Distance maps for the analyzed samples. a — sample_001, b — sample_002, c — sample_003, concordant and discordant variants are marked in green and orange, respectively

Overall randomness of the locations of discordant genotypes across the genome, measured as cluster evenness and cluster center distance from the bisectrix, was high. However, because locations of discordant variants were limited to variants present on the corresponding BeadChip, the comparison with WGS was necessarily limited to the locations of BeadChip genome variants only. For this reason, patterns in discordant genotypes location throughout the genome were only detectable at locations thoroughly covered by variants presented at BeadChip, which generally are outside any complex genomic regions. Because of that, it was unlikely to detect any unevenness in the WGS-derived discordant genotype calls distribution.

Concordance analysis

Calculated confusion matrices for all three analyzed DNA samples are shown in Fig. 4, with metrics values presented in Table 3. These values show high overall concordance in genotyping between both WGS and BeadChip techniques. Detected discordant results may have arisen from ambiguous BeadChip genotyping call within multiallelic sites. Nevertheless, all calculated quality metrics values surpassed the recommended thresholds [6].

Fig. 4
figure 4

Confusion matrices calculated for the call sets obtained by WGS and BeadChip. WGS was defined as “true” call set, BeadChip — “test” call set, data is shown for sample_001 (male, chromosomes MT, X, Y were excluded from analysis), sample_002 (female, chromosome MT was excluded from analysis) and sample_003 (male, chromosomes MT, X, Y were excluded from analysis)
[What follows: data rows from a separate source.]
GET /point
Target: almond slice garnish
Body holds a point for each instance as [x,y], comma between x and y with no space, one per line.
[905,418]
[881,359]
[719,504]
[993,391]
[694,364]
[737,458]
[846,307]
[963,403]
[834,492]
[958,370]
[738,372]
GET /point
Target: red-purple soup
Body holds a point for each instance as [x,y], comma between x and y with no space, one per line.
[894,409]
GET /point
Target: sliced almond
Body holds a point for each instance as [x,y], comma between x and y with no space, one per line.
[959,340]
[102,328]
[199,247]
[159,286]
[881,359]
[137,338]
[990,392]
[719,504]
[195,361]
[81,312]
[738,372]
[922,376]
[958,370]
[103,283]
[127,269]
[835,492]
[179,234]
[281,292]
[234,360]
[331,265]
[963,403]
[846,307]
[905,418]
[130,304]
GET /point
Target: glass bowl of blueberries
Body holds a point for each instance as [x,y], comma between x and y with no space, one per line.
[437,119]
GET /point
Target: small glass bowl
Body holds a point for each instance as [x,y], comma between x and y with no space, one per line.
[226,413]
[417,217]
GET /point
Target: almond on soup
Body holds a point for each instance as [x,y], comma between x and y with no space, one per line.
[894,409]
Table 3 Quality metrics of genotyping comparison between BeadChip and WGS call sets

Genotyping quality metrics distributions

For all three samples, the distributions of the WGS genotyping metrics were analyzed and compared within the groups formed based on the concordance, variation class and genotype zygosity criteria (data not shown). While differences in mean values were statistically significant (Welch’s t-test, 0.05 p-value threshold) in several groups, distributions themselves exhibited low intergroup divergence. Moreover, for all group comparisons, observed differences were quite small, and their patterns were not uniform, with several groups being insufficiently large, potentially obscuring inter-group dissimilarity. Thus, discordance in genotyping could not be explained by the variance in these quality metrics. When quality metrics were analyzed for the BeadChip calls, some differences in parameters distributions were found. The distinction was remarkable only for the SNV group, as it included the significant amount of all genotyping results and thus could more precisely represent any actual deviations. Inspection of R, Theta and GC scores for both concordant and discordant variants revealed a pattern of discordant variants located close to the borders of the variant clusters (Fig. 5). Importantly, similar clusters are used in the Illumina GenomeStudio software to assign genotypes to variants (AA, AB and BB), and, therefore, any genotype lying far from the cluster centre may be mistakenly assigned an irrelevant designation. This explanation for the observed discordance pattern was, however, relevant only to sample_002 and sample_003. In sample_001, distribution of discordant variants within the clusters was more or less even. Therefore, we conclude that the observed phenomenon requires further examination. Potential finding of the clustering pattern for discordant calls may then be exploited for quality control.

Fig. 5
figure 5

BeadChip genotyping quality metrics with highlighted Sanger-validated variants. Theta, R, GC Score values for sample_002 are shown; histograms show the corresponding distributions of plotted metrics in a 1-dimensional space; concordant and discordant variants are marked in blue and orange, respectively; genotypes which are not consistent with Sanger sequencing in both WGS and BeadChip results are marked with a star, matches between Sanger and BeadChip are marked with triangles, matches between Sanger and WGS are marked with circles, variants which were not successfully genotyped by Sanger are marked with crosses

Sanger sequencing

The sliding window approach performed on sample_002 resulted in the mapping of 6 regions containing from 1 to 3 variants successfully genotyped on both WGS and BeadChip platforms and exhibiting discordant genotypes between the used platforms. Locations of these regions and encompassed variants are collated in Tables 4 and 5. A total of 12 discordant variants were selected for validation by Sanger sequencing. These variants were accompanied by 14 concordant variants located closely to discordant variants. These 12 discordant variants included 6 SNVs and 6 INDELs, of which 4 SNVs were of AA vs BB type discordancy, 2 — AA vs AB type, 3 INDELs of II vs DD type and the remaining 3 INDELs of DD vs DI (II vs DI) type. The selection was performed based on the following criteria:

  1. 1.

    Selected SNPs were successfully genotyped using both WGS and BeadChip platforms.

  2. 2.

    Selected SNPs are located close to each other within 500 bp window length (reasonable limit of one Sanger read).

  3. 3.

    Specific primers can be selected for these SNPs-containing region (by Primer-BLAST [7]).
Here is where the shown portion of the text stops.